Un esempio di quanto un’arte possa dare all’altra è stato dato alla Montclair State University in occasione dello spettacolo Rocco presentato al Kasser Theater, importante teatro che offre un programma dedicato al meglio della produzione contemporanea teatrale mondiale. Rocco, creato da Emio Greco e Pieter C. Scholten è stato ispirato dal capolavoro cinematografico di Luchino Visconti Rocco e i suoi fratelli. Chi scrive ritiene che il film di Visconti sia uno dei grandi capolavori della cinematografia mondiale di tutti i tempi, dunque è chiaro che ero particolarmente incuriosita da quello che Rocco aveva preso e riportato in una coreografia.
Conoscendo il film quasi alla perfezione, mi chiedevo se avessero puntato alla figura di Rocco o ai suoi fratelli, se le atmosfere di una Milano nebbiosa e difficile sarebbe stata colta oppure se la figura della madre, di grandezza tragica, sarebbe stata al centro della coreografia. Con mia grande sorpresa, Greco è partito da tutt’altro punto di vista. Il coreografo ha, infatti, parlato di corpi, di coreografie della boxe, di piccoli passi fatti di fretta per evitare l’avversario, di due energie che si incontrano, si scrutano, si combattono. Ha sottolineato l’uso della luce nel ring creato per la sua coreografia, una luce che prima sfiora e poi diventa più piena, ma mai accecante.
Il progetto è partito dal film, visto che Scholten stava, con la sua compagnia, creando uno spettacolo che portava in scena proprio la storia del film di Visconti. Avendo chiamato Greco a collaborare ai movimenti, il coreografo italiano, ormai molto più parigino per lavoro, ha iniziato a pensare ad una coreografia staccata dalla versione teatrale.
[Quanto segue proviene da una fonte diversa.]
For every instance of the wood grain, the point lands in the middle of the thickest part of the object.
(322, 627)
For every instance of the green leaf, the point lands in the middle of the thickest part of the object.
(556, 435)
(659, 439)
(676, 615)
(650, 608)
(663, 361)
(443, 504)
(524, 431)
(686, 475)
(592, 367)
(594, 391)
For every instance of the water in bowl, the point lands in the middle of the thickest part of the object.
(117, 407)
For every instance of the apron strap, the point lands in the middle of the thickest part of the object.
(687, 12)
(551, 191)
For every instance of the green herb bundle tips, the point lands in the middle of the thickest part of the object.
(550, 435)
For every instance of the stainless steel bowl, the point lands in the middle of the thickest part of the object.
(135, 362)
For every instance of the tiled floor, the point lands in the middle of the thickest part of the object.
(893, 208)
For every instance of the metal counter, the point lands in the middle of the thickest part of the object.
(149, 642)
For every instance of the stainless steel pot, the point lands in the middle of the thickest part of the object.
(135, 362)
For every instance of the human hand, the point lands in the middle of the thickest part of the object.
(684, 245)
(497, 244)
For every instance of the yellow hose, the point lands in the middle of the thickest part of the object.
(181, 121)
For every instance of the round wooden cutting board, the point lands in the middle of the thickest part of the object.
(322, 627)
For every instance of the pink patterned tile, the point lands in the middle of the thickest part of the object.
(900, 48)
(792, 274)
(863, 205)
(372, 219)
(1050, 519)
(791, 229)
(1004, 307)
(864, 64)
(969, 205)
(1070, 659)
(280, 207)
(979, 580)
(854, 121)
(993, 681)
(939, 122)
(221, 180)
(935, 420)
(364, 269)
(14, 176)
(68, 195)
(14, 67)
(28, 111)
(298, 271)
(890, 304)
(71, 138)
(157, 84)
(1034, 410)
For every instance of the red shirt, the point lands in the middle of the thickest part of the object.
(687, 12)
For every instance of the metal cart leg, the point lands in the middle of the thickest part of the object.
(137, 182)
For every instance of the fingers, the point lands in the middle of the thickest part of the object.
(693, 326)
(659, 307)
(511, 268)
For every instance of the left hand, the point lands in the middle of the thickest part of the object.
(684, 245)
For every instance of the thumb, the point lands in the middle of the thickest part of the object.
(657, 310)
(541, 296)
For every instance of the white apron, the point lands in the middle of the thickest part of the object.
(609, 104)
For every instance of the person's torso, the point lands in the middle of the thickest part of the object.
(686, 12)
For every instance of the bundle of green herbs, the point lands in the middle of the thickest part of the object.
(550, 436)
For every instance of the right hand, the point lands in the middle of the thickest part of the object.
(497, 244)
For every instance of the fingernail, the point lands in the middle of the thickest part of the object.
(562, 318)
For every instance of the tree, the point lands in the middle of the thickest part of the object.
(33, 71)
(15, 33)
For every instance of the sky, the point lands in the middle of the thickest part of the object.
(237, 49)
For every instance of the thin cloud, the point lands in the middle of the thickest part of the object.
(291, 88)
Così è nato Rocco.

Il dibattito moderato da Teresa Fiore all’Inserra Chair.
Per qualcuno, come me, che conosce perfettamente il film, la chiacchierata a cui ho assistito dopo la performance ha dato molto, facendomi pensare ulteriormente proprio alla costruzione del film e al significato che forse persino lo stesso Visconti aveva voluto dare nel fare Rocco un campione della boxe e non di un altro sport. I corpi che combattono, entrando e uscendo dalla luce, essendo prima corpi calmi e poi in lotta uno con l’altro, rendono perfettamente il rapporto dei fratelli fra di loro e all’interno di una città che li trasforma, li sconquassa in certi casi, li distrugge o li fa rinascere. Teresa Fiore, dell’Inserra Chair in Italian and Italian American Studies del Department of Spanish and Italian, ha moderato il dibattito cercando di indagare quanto il film e la coreografia avessero in comune o comunque quale fosse il filo che li legava. Alternando spezzoni del film, fra cui il celeberrimo pezzo sul Duomo di Milano, a momenti della coreografia, la Fiore è riuscita a portare il pubblico attraverso le due versioni di Rocco, mostrandole come una cosa sola. Il plauso va a lei, a coloro che hanno contribuito a creare la serata (l’Office of Arts and Cultural Programming e l’ICKmasterdam) e ovviamente agli artisti, non tanto perché hanno proposto qualcosa di piacevole, ma soprattutto perché attraverso un evento simile hanno dimostrato che l’incontro fra le arti crea altra arte e ci spinge davvero ad allargare i nostri punti di vista e a sentire con modalità nuove che rischiano – e che bello! – di trasformarci in meglio.